In other words, throw ROI out the window. Because God, who sees all things, will reward you sooner or later.
So I try do something nice for somebody every day. Even if it’s something small and relatively insignificant: sending a thank-you note, submitting somebody else’s article to a social network, giving a referral to another service provider, etc.
“Look at the birds of the air, that they do not sow, nor reap nor gather into barns, and yet your heavenly Father feeds them. Are you not worth much more than they? […] Do not worry then, saying, ‘What will we eat?’ or ‘What will we drink?’ or ‘What will we wear for clothing?’ […] But seek first His kingdom and His righteousness, and all these things will be added to you.” (Matt 6:26,31,33)
One of the hardest things for me to comprehend is that I’m not in control of how much I earn. Certainly, God uses my effort as an instrument in the process of earning an income. But ultimately God is in control.
Really it comes down to this:
- Do you write your paycheck?
- Or does God write your paycheck?
For me, I know without a doubt that God writes my paycheck. So I don’t worry about where my income is going to come from. God’s already worked out the details.
God brings me the clients He wants me to work with. And He brings them according to His timing — not mine.
This doesn’t mean I sit around and do nothing while I wait on God to provide. God has given man work as part of his lot in life. Furthermore, “if any would not work, neither should he eat.” (2 Thess 3:10)
And so I work. I just recognize that God is the One who blesses my work (or not). He truly is Jehovah-Jireh, which means “The Lord will provide.”
“Commit your works to the Lord and your plans will be established.” (Prov 16:3)
There are many good Bible-believing people who continue to ask God to bless them while they persist in doing wrong. This is foolishness.

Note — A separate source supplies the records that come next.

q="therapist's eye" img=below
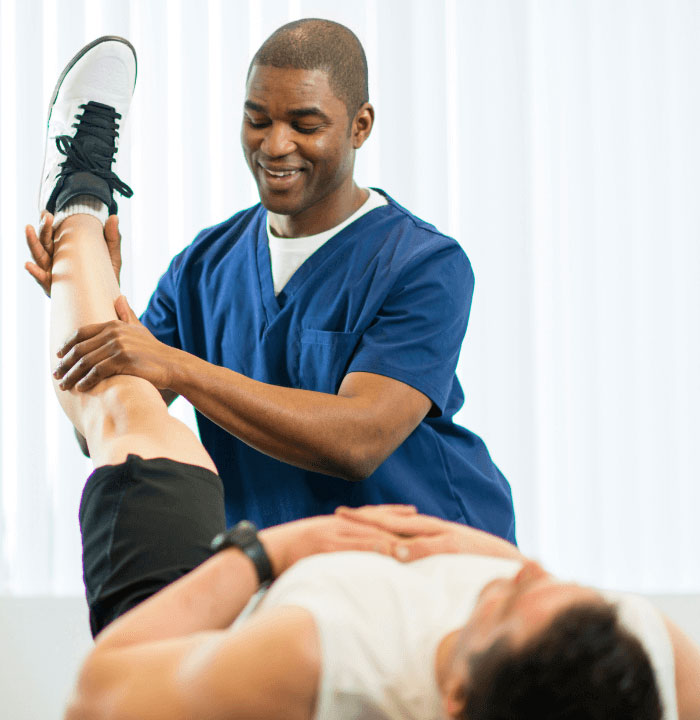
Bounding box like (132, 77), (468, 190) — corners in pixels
(293, 123), (322, 135)
(245, 117), (270, 129)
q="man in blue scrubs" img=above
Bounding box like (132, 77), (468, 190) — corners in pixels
(45, 19), (516, 542)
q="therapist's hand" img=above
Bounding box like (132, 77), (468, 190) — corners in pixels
(24, 213), (55, 296)
(102, 215), (124, 284)
(53, 295), (177, 391)
(25, 214), (123, 297)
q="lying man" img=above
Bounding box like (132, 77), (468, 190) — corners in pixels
(28, 35), (699, 720)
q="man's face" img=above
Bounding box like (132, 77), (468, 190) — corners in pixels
(460, 561), (605, 658)
(241, 65), (361, 228)
(441, 562), (607, 718)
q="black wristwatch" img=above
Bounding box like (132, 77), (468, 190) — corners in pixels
(210, 520), (274, 587)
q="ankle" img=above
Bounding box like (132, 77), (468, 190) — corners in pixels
(54, 212), (104, 240)
(53, 195), (108, 230)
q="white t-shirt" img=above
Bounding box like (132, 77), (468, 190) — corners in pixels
(266, 188), (388, 296)
(236, 552), (678, 720)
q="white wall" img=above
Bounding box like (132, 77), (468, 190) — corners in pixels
(2, 0), (699, 597)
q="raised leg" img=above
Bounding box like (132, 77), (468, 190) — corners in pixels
(50, 213), (217, 474)
(35, 36), (224, 636)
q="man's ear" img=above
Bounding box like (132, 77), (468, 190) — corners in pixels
(351, 102), (374, 148)
(442, 673), (468, 718)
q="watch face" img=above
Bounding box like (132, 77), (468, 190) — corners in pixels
(211, 520), (261, 555)
(233, 521), (257, 547)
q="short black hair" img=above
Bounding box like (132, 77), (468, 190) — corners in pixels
(461, 602), (662, 720)
(248, 18), (369, 119)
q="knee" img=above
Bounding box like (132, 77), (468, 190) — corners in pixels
(81, 377), (165, 441)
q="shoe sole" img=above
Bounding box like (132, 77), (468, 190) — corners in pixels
(45, 35), (138, 125)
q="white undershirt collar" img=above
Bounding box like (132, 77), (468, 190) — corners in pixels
(266, 188), (388, 296)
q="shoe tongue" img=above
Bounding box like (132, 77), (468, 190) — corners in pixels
(75, 132), (114, 166)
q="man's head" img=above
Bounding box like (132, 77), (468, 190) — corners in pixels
(443, 561), (662, 719)
(242, 19), (374, 234)
(248, 18), (369, 120)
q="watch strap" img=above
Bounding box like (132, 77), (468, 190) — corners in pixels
(210, 520), (273, 586)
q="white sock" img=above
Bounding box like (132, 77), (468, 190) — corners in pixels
(52, 195), (109, 228)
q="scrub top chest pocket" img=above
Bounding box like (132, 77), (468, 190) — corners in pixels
(299, 328), (362, 394)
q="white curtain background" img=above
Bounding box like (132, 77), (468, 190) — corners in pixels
(0, 0), (698, 595)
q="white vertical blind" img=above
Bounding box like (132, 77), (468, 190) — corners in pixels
(0, 0), (698, 594)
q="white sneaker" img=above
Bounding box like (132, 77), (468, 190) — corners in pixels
(39, 36), (137, 216)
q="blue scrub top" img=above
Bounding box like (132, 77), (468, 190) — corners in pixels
(141, 190), (516, 543)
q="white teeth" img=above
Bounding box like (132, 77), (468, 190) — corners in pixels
(264, 168), (299, 177)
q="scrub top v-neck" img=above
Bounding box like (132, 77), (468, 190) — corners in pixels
(255, 206), (363, 319)
(141, 190), (516, 543)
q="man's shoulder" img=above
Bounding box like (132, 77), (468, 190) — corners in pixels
(166, 203), (264, 279)
(158, 204), (264, 288)
(372, 189), (467, 260)
(192, 202), (265, 250)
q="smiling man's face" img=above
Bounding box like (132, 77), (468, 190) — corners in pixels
(241, 65), (371, 237)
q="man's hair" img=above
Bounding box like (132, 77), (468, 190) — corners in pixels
(248, 18), (369, 119)
(460, 602), (662, 720)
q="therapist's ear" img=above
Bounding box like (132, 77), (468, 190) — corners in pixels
(351, 103), (374, 149)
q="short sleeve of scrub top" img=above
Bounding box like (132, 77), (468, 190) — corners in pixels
(139, 251), (184, 351)
(346, 243), (473, 416)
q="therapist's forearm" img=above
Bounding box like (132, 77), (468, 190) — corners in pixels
(168, 351), (391, 481)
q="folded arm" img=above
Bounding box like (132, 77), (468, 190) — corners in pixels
(66, 550), (319, 720)
(66, 510), (407, 720)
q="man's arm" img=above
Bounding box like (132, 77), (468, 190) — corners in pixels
(89, 512), (398, 649)
(30, 218), (429, 479)
(53, 300), (431, 481)
(66, 512), (403, 720)
(66, 552), (319, 720)
(169, 364), (429, 481)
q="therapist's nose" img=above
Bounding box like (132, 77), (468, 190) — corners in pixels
(260, 122), (296, 158)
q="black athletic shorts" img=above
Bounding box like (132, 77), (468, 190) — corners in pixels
(79, 454), (226, 637)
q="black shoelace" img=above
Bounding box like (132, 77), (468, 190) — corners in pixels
(55, 101), (133, 198)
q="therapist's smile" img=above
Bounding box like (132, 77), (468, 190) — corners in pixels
(258, 162), (305, 189)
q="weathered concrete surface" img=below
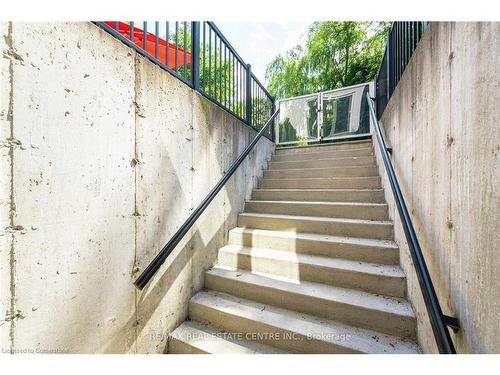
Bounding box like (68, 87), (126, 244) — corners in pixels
(0, 22), (274, 353)
(376, 22), (500, 353)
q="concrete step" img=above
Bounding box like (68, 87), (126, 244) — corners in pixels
(272, 147), (373, 162)
(228, 227), (399, 265)
(264, 165), (379, 179)
(244, 200), (388, 220)
(168, 320), (287, 354)
(216, 245), (406, 298)
(238, 212), (393, 240)
(259, 176), (381, 190)
(251, 188), (385, 203)
(276, 140), (372, 155)
(205, 267), (414, 338)
(189, 290), (421, 354)
(269, 156), (376, 170)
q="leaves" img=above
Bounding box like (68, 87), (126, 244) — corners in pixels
(265, 22), (391, 99)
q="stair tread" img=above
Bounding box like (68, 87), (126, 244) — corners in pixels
(262, 176), (380, 181)
(268, 165), (378, 171)
(272, 156), (375, 163)
(273, 153), (374, 162)
(190, 290), (421, 354)
(254, 188), (384, 192)
(229, 227), (398, 249)
(239, 212), (392, 225)
(169, 320), (287, 354)
(208, 265), (413, 318)
(217, 244), (405, 279)
(247, 199), (388, 207)
(169, 138), (422, 354)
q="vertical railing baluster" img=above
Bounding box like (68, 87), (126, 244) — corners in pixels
(246, 64), (251, 125)
(192, 22), (200, 90)
(219, 37), (222, 103)
(386, 30), (391, 106)
(130, 21), (134, 42)
(143, 21), (147, 51)
(202, 22), (206, 91)
(215, 35), (218, 99)
(175, 22), (179, 73)
(232, 54), (235, 113)
(183, 22), (187, 80)
(208, 27), (212, 97)
(166, 22), (170, 67)
(224, 46), (227, 107)
(155, 21), (159, 58)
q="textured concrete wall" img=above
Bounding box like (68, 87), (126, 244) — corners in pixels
(0, 22), (274, 353)
(375, 22), (499, 353)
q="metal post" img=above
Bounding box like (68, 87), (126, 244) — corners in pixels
(192, 22), (200, 91)
(386, 29), (391, 107)
(246, 64), (252, 126)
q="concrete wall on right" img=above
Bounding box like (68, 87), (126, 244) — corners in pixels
(376, 22), (499, 353)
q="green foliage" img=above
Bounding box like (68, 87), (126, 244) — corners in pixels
(297, 137), (308, 147)
(265, 22), (391, 99)
(167, 24), (276, 128)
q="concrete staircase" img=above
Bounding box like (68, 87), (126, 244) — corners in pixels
(168, 140), (421, 354)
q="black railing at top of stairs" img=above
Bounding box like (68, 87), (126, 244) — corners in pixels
(366, 93), (459, 354)
(95, 21), (275, 139)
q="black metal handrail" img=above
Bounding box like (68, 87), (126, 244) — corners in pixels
(366, 93), (458, 354)
(134, 109), (279, 290)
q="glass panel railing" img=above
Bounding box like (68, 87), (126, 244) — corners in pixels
(276, 83), (372, 146)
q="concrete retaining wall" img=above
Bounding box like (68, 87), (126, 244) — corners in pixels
(0, 22), (274, 353)
(375, 22), (499, 353)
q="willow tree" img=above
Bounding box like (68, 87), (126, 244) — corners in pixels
(265, 22), (391, 99)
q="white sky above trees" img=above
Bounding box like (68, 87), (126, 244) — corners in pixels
(217, 22), (310, 85)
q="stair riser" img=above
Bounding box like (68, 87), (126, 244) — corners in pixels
(244, 201), (388, 220)
(217, 251), (405, 298)
(269, 157), (376, 170)
(259, 177), (381, 190)
(228, 230), (399, 265)
(189, 300), (358, 353)
(273, 148), (373, 161)
(264, 166), (379, 178)
(237, 215), (393, 240)
(205, 273), (415, 339)
(252, 190), (385, 203)
(277, 142), (372, 155)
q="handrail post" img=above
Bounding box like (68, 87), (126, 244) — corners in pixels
(191, 21), (200, 91)
(246, 64), (252, 126)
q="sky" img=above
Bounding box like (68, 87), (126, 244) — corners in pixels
(216, 22), (310, 85)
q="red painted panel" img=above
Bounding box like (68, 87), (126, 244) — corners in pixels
(104, 21), (192, 68)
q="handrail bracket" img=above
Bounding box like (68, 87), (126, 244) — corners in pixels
(444, 315), (460, 333)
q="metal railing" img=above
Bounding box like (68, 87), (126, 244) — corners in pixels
(366, 93), (459, 354)
(95, 21), (274, 138)
(375, 22), (429, 119)
(133, 110), (279, 290)
(275, 83), (371, 145)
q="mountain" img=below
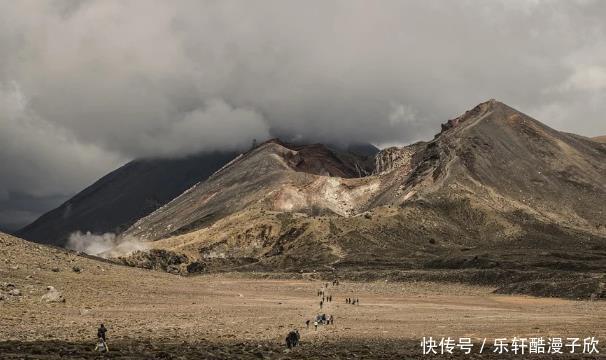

You can’t expect God to bless your business while you are in rebellion to Him — even though God causes the rain to fall on the both the just and the unjust. (Matt 5:45)
But commit your works to the Lord — in other words, seek to obey God and do His will — and your plans will be established.
And so, for me, I seek to know what God’s will is for my life so that I can commit my works to Him.
I know that if I seek God and do my best to follow Him (imperfect though I am) that God will steer me in the right direction.
I have found that most people draw their business philosophies from one source or another. Some popular texts are The Prince by Machiavelli, The Art of War by Sun Tzu, Atlas Shrugged by Ayn Rand, etc.
The problem with these texts is that they are written from a human perspective where man is god. And so the business philosophies they contain are resting on a weak foundation.
I choose to base my business philosophies on the Bible. It is, in my opinion, the only foundation worth building on.
I know my approach may be unorthodox, but it has worked well for me. It may even be an approach you’ll want to try for yourself.